Men vs. Women – Who’s More Flexible?
Article by Lucas Rockwood
Who’s more flexible, men or women? If you’ve often wondered why women are rumoured to be more flexible, and you want to improve your own flexibility – whatever your sex – this article is for you.
In a room of 50 men and 50 women, the women, on average, would demonstrate greater range of motion. Men have much higher levels of both testosterone and growth hormones, leading to higher levels of muscle mass. More muscle does not necessarily mean tighter muscles, but if flexibility is not trained, more mass usually does correlate with reduced range of motion.
Why does this matter? If your intention is to become a world-class contortionist or dancer, the male vs. female difference might be something to consider. But for average people who simply want to regain basic range of motion (BROM) to touch their toes, squat down, or sit cross legged comfortably, this is a non-issue. Both men and women have the capacity for huge flexibility gains.
The Science of Stretching is a targeted approach to flexibility training designed to restore basic range of motion in anybody, at any age, and is based on over a hundred years of fitness-based yoga practices and dozens of published studies in exercise physiology. In this guide I’ll reveal the key principles of practice and how you can use them to significantly improve your flexibility.
What is Basic Range of Motion (BROM)?
Imagine a healthy 12-year-old playing in the park with friends. They can get up and down from the floor with ease, perform a full squat, and sit comfortably cross-legged. These simple, natural movement patterns are often lost as we age and as we fall into the trap of a sedentary lifestyle. This affects both men and women.
Consistency in stretching is the key to increasing your mobility over time. Unlike strength training, where rest days are crucial, your body adapts best to stretching when done consistently, ideally daily.
Science of Stretching – 3 Principles of Practice
#1. Wet Noodle
Muscles stretch best when completely relaxed. So, when you train for flexibility, try to relax into the poses as much as possible. In some poses, that means total release. In other poses, it means to use as little muscular energy as possible to stay in position.
#2. Breathe to Relax (4:8 Breathing)
Low breathing where you double the length of the exhale promotes a parasympathetic nervous system response and dampens your myotatic stretch reflex.
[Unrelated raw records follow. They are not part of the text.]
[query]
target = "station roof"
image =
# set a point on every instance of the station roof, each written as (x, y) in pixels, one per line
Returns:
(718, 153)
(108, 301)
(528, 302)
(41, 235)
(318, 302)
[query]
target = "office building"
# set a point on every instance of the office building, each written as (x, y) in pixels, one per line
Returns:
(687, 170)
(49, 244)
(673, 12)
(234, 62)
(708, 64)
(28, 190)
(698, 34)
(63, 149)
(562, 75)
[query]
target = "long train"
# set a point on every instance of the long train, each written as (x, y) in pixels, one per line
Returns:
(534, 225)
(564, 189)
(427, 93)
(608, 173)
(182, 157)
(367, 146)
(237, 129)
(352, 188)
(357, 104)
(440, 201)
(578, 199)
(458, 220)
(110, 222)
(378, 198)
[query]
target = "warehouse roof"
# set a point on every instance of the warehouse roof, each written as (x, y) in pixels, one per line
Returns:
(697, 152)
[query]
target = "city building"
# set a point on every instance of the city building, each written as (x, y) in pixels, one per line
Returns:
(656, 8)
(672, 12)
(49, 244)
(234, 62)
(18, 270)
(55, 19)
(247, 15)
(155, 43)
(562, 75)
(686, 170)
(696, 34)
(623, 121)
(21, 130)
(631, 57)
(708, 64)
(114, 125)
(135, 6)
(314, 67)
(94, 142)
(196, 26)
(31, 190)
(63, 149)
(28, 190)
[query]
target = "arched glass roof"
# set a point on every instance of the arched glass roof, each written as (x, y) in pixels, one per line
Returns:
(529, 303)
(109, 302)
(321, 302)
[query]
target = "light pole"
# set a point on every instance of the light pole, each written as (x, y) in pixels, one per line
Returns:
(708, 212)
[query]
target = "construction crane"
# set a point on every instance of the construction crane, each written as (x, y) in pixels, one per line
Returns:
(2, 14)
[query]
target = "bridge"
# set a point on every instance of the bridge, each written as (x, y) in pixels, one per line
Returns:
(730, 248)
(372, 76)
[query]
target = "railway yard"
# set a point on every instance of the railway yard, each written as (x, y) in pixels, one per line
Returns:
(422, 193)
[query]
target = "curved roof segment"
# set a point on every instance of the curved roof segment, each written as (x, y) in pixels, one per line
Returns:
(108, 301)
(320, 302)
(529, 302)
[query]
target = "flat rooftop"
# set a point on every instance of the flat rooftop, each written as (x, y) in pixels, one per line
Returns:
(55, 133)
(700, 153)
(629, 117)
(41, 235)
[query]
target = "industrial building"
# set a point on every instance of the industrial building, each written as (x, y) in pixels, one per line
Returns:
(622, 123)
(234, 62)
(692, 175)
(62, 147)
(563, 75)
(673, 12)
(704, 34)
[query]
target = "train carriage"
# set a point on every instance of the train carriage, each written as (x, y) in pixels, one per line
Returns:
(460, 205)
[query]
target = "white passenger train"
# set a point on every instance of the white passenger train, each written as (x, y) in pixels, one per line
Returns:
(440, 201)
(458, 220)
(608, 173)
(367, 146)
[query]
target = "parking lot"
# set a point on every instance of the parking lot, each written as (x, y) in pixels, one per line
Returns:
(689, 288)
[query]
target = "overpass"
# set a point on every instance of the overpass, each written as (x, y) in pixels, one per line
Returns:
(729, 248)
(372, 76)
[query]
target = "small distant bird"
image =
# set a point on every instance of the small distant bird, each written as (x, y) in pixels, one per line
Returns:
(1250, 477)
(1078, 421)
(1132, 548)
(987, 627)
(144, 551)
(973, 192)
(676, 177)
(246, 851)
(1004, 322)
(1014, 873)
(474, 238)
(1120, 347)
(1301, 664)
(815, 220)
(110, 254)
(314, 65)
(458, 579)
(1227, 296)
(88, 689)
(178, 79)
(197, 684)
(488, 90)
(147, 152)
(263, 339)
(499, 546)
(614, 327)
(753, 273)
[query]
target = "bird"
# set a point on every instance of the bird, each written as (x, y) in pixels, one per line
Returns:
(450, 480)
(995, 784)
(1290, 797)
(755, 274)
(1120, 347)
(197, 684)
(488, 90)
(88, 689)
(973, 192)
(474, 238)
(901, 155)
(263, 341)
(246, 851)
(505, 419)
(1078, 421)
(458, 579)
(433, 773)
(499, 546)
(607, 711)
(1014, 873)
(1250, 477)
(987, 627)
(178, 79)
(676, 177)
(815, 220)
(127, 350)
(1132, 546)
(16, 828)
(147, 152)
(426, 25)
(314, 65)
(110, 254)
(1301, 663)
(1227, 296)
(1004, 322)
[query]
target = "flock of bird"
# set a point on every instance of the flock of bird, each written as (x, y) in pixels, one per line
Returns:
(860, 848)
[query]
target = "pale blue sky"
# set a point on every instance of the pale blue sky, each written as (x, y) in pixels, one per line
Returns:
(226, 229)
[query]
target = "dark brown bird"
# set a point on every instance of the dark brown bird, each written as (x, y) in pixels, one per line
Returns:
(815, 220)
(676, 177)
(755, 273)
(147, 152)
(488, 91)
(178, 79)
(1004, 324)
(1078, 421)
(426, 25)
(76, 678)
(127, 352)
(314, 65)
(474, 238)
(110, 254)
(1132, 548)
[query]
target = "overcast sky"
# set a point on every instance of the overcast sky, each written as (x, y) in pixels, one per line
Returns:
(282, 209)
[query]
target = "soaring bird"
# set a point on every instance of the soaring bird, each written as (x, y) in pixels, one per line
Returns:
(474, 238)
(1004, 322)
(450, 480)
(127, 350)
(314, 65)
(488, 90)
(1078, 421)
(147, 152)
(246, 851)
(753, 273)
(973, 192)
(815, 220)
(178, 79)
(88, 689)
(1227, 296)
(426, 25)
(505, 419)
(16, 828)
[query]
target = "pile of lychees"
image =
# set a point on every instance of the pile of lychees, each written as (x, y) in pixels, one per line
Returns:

You feel calm and relaxed, and your body doesn’t fight you in the poses. It also gives you a simple point of focus during long challenging stretches. To practice, inhale through your nose to the count of 1-2-3-4, and exhale to the count of 8-7-6-5-4-3-2-1.
#3. Time Under Passive Tension
The gating factor for flexibility is time – how long you spend in these deep poses. Typical Science of Stretching hold times are 2-5 minutes. Your body will always trend toward inertia, so the stopwatch is a way to measure, match, and eventually exceed your previous results.
Try This Pose
Rag Doll Pose (w/ chair)
Let’s apply those three principles of practice to this simple pose.
- Step your feet hip-width apart
- Soften your knees and hinge forward at your hips
- Place your arms on a stool in front of you for support
- Stretch at a 7/10 level of perceived intensity
- Hold for two minutes
- Release, relax and shake it out
This approach should not be used for warm-up or preparatory stretch routines. The ideal time for deep, passive stretching is after exercise (never before) or before bed as the practice can make you sleepy.